Грохнули взрывы. Гранаты легли точно под правое переднее колесо — ну, а Мазур не сомневался, что попал, — броневик занесло, он вильнул, припадая на искромсанное осколками колесо, завалился набок, уже никем не управляемый, и его метров двадцать пронесло так по асфальту, пока он не вмазался со страшным грохотом в стену дома. Зрелище нелепое и жутковатое…
И настала тишина. Броневик лежал, упершись башней в стену, засыпанный осколками двух вылетевших оконных стекол. Добротная стена довоенной постройки все же устояла, когда в нее влепились пять с половиной тонн железа.
Мазур с Леоном переглянулись и поняли друг друга без слов — даже если третий член экипажа и уцелел при ударе, его крепенько поломало или по крайней мере шваркнуло так, что он еще очень долго не сможет внятно объяснить, кто его столь прежестоко изобидел. К тому же он не мог рассмотреть толком ни лиц, ни одежды, наверняка не успел бы. А значит, не стоит тратить драгоценное время, чтобы извлекать его из этой консервной банки ради известных целей…
Они, все трое, бегом вернулись в автобус, и Лаврик погнал. Мазур снова начал узнавать окрестности, где бывал не раз: ага, за той вон модерновой стекляшкой нужно свернуть налево, проехать квартал, повернуть направо — и обсаженная высокими деревьями длинная аллея прямиком упрется в ворота посольства…
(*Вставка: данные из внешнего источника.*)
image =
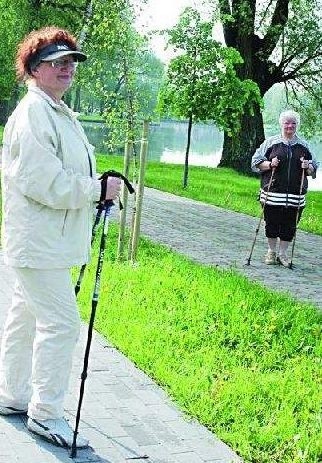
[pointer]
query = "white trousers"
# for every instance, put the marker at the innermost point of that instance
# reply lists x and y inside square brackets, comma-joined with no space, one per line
[40,333]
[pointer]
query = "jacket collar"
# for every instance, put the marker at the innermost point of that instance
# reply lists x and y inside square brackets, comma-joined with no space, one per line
[61,106]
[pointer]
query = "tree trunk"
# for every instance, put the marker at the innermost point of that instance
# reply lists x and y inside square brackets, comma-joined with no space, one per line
[186,161]
[239,149]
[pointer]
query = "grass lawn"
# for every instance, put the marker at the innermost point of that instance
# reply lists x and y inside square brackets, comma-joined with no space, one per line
[244,360]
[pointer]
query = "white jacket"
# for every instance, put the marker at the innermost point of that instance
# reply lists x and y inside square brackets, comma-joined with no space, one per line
[49,185]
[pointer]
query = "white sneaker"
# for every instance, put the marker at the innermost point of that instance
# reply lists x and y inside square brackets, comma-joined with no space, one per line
[11,410]
[270,258]
[56,431]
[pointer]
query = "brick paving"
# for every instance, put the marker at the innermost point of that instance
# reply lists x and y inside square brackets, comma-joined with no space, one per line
[214,236]
[126,416]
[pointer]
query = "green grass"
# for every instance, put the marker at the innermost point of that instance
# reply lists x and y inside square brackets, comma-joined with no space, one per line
[221,187]
[244,360]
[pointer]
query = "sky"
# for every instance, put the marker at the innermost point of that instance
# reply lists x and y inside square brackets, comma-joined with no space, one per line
[162,14]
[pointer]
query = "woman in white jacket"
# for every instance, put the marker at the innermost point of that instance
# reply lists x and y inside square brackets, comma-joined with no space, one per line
[49,187]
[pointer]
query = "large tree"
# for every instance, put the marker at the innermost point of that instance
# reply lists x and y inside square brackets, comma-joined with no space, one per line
[17,18]
[201,82]
[279,41]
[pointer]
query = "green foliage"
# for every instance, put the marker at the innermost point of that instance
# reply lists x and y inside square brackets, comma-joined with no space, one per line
[245,361]
[202,80]
[121,73]
[18,17]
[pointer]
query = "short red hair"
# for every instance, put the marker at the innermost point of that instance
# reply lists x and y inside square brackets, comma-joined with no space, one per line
[36,40]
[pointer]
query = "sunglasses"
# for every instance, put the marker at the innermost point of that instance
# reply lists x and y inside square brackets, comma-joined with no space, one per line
[62,63]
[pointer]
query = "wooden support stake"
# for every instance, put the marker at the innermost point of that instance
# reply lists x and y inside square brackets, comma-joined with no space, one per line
[128,152]
[137,210]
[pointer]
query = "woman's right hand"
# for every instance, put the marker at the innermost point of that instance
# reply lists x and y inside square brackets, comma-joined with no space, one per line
[110,187]
[113,188]
[275,162]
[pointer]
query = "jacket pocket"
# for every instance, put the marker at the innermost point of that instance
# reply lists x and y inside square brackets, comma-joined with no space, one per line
[64,222]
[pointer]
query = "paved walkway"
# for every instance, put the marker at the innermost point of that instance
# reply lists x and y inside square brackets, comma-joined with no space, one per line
[126,416]
[214,236]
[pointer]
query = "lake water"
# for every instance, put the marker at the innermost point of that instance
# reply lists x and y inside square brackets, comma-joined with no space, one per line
[167,143]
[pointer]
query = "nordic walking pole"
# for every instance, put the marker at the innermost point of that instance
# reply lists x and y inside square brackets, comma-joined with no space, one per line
[290,265]
[261,217]
[107,210]
[100,209]
[106,207]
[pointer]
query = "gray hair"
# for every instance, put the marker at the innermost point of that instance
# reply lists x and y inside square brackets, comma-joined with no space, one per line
[289,114]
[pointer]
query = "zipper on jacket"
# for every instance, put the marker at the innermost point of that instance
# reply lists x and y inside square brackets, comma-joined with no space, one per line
[64,222]
[90,163]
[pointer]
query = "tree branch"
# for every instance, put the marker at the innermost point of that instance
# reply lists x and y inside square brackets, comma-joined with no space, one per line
[278,23]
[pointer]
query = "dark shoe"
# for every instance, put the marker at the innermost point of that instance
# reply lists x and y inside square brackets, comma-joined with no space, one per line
[11,411]
[283,260]
[57,432]
[270,258]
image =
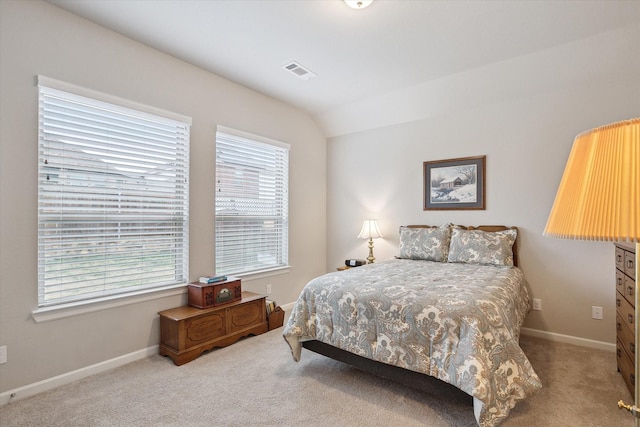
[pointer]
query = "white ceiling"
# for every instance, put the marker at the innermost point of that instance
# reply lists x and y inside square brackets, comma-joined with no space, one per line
[357,54]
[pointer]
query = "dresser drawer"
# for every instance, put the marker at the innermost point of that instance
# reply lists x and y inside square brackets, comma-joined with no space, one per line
[620,258]
[630,290]
[625,366]
[625,311]
[626,337]
[620,281]
[630,264]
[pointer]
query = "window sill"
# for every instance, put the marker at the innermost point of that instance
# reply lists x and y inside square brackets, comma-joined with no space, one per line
[47,314]
[264,273]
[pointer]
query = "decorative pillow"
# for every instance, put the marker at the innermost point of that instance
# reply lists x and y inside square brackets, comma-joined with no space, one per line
[429,244]
[482,247]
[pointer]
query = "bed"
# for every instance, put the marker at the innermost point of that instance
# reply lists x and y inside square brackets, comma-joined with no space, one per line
[449,306]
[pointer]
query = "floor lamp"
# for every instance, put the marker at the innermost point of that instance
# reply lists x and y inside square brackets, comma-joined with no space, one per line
[599,199]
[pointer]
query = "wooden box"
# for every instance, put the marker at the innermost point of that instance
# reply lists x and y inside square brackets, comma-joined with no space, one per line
[206,295]
[187,332]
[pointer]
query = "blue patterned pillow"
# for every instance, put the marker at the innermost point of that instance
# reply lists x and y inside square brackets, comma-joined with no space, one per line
[482,247]
[429,244]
Осмотревшись, Лаврик остановился на пустой улице и громко произнес:
— Господа мои, пора, я так думаю, оружие выбрасывать к чертовой матери. Негоже как-то политическим беженцам в посольство с таким арсеналом заявляться…
Мазур посмотрел на Леона. Тот и не думал протестовать — ну да, сам по дороге через лес говорил, что трижды за четверть века в посольствах отсиживался, политес знает… Да и ему самому следует разоружиться…
Пулеметная очередь! Лаврик рванул с места на третьей скорости, немилосердно насилуя мотор и сжигая покрышки. Выскочивший справа броневик со скрежетом затормозил, и оттуда дали вслед еще одну очередь. Мазур успел заметить: такой же «Панар», с той же эмблемой. Даже если бы те, из первого, успели связаться с коллегами по рации — во что плохо верится, — кто мог догадаться, кто они такие, и где их следует перехватывать? Вероятнее всего, второй броневик катил себе по своим делам — но тоже посчитал своим долгом прилипнуть, как банный лист. Чем-то им категорически не нравился лицейский автобус с выбитыми стеклами, набитый вооруженными людьми…
Когда они достигли середины аллеи, броневик показался позади, но оттуда уже не стреляли, не будут рисковать, суки, любой промах — и пули вынесут окна посольства, уже видневшегося впереди… Ага, у ограды нет ни единого солдата или полицая, как Леон и предсказывал…
Уже совсем близко была высокая ажурная ограда, такие же, искусно отлитые еще до Второй мировой полукруглые створки ворот — бывшее владение какого-то французского коммерсанта, после провозглашения независимости решившего не искушать судьбу и убраться из страны: тут-то наши у него по дешевой цене и купили усадебку, небольшую, но добротно построенную, для немногочисленных дипломатов и прочих вполне хватило…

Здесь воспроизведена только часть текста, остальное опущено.